PALANGKA RAYA – Wakil Kepala Staf Kepresidenan (KSP) Muhammad Qodari menyebut Sekolah Rakyat sebagai program “ajaib” yang mampu mengubah nasib anak-anak dari keluarga kurang mampu hanya dalam satu malam. Ia juga menyebut para pendamping Program Keluarga Harapan (PKH) serta jajaran Kementerian Sosial (Kemensos) sebagai “malaikat tanpa sayap”.
“Jadi Sekolah Rakyat ini menurut saya program ajaib yang mampu mengubah nasib anak-anak kita dalam satu malam. PKH serta teman-teman dari Kemensos adalah malaikat tanpa sayap,” kata Qodari saat meninjau Sekolah Rakyat di Jalan Iskandar, Kota Palangka Raya, Rabu, 30 Juli 2025.
Qodari menjelaskan bahwa Kemensos memiliki data lengkap tentang masyarakat yang berhak mengikuti program tersebut, termasuk keluarga dengan pendapatan pada desil satu atau kelompok 10 hingga 20 persen terbawah.
“Lebih jauh lagi, Kemensos punya petugas-petugas yang namanya PKH (Pendamping Keluarga Harapan),” ujar dia.
Menurut Qodari, para pendamping PKH mengetahui langsung kondisi keluarga penerima manfaat di lapangan karena sudah terbiasa mendampingi mereka selama ini.
“PKH ini yang tahu persis kondisi di lapangan. Jadi mereka kenal dengan keluarganya, tahu kondisi anaknya. Jadi datanya itu bukan data fiktif atau data yang salah.
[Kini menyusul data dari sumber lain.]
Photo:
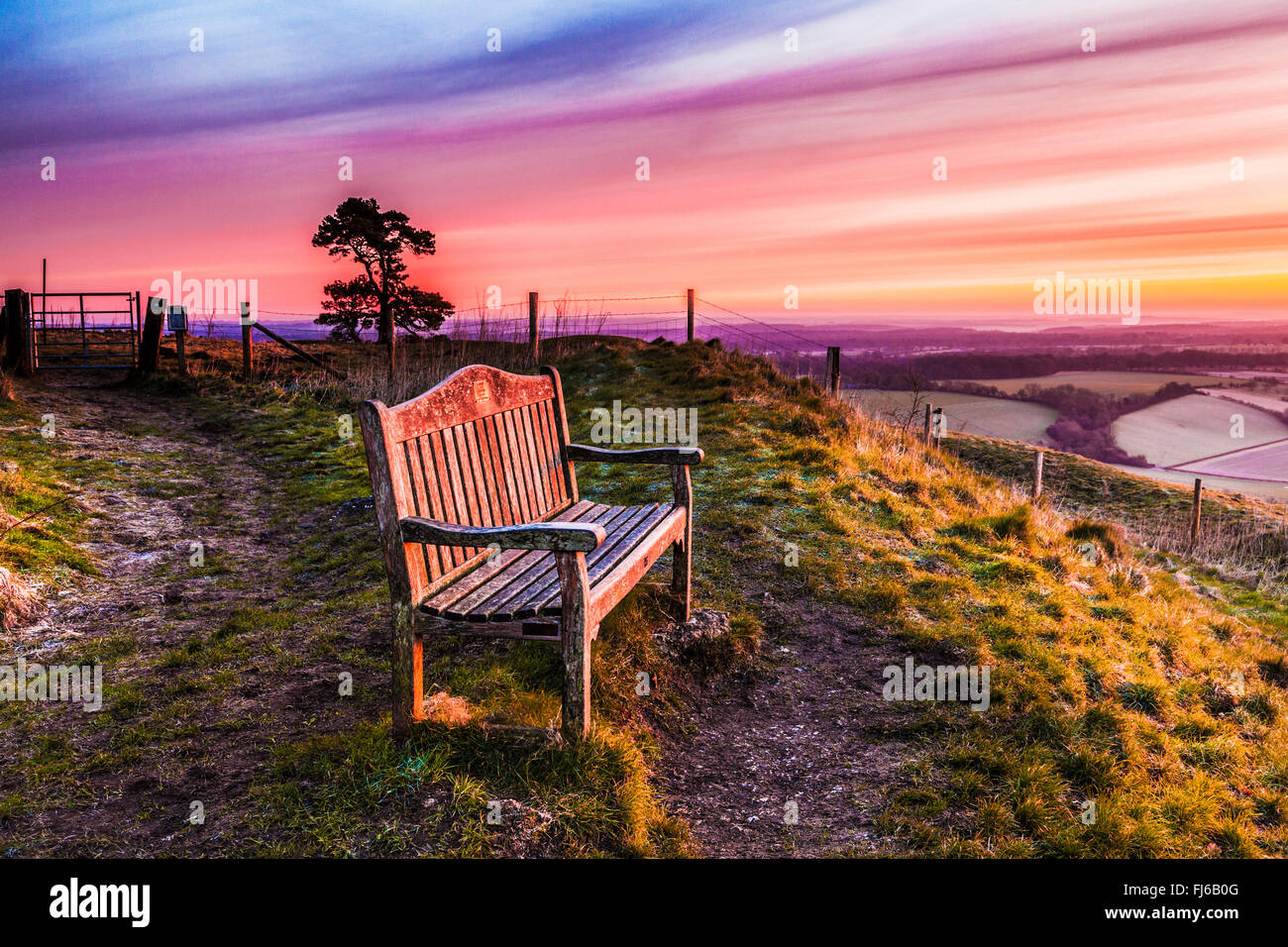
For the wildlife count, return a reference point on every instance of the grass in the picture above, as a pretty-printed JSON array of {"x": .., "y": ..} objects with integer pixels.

Karena memang PKH selama ini menyalurkan bantuan sosial dari pemerintah,” ujarnya.
Ia menyebut Sekolah Rakyat sebagai bentuk bantuan sosial lain dari Kemensos yang khusus ditujukan bagi anak-anak tidak mampu. Dalam hal ini, peran PKH sangat penting dalam proses penjaringan siswa.
“Jadi peran dari PKH ini memang sangat-sangat penting. Mereka ini ujung tombak untuk melakukan rekrutmen calon siswa. Lewat tangan-tangan PKH-lah maka kemudian nasib anak-anak ini yang nggak punya harapan, masa depan yang ‘gelap', bisa bersekolah,” kata Qodari.
Ia menambahkan, berdasarkan kunjungannya ke berbagai lokasi, mayoritas orang tua siswa Sekolah Rakyat berpendidikan rendah.
“Saya itu keliling-keliling, ketemu orang tua siswa itu 80 persen tamatan SD, 20 persen tamatan SMP, lah. Jadi kalau tidak ada program ini, maka hampir bisa dipastikan anak-anak mereka pasti seperti orang tuanya. Nggak punya harapan dia,” ujar Qodari.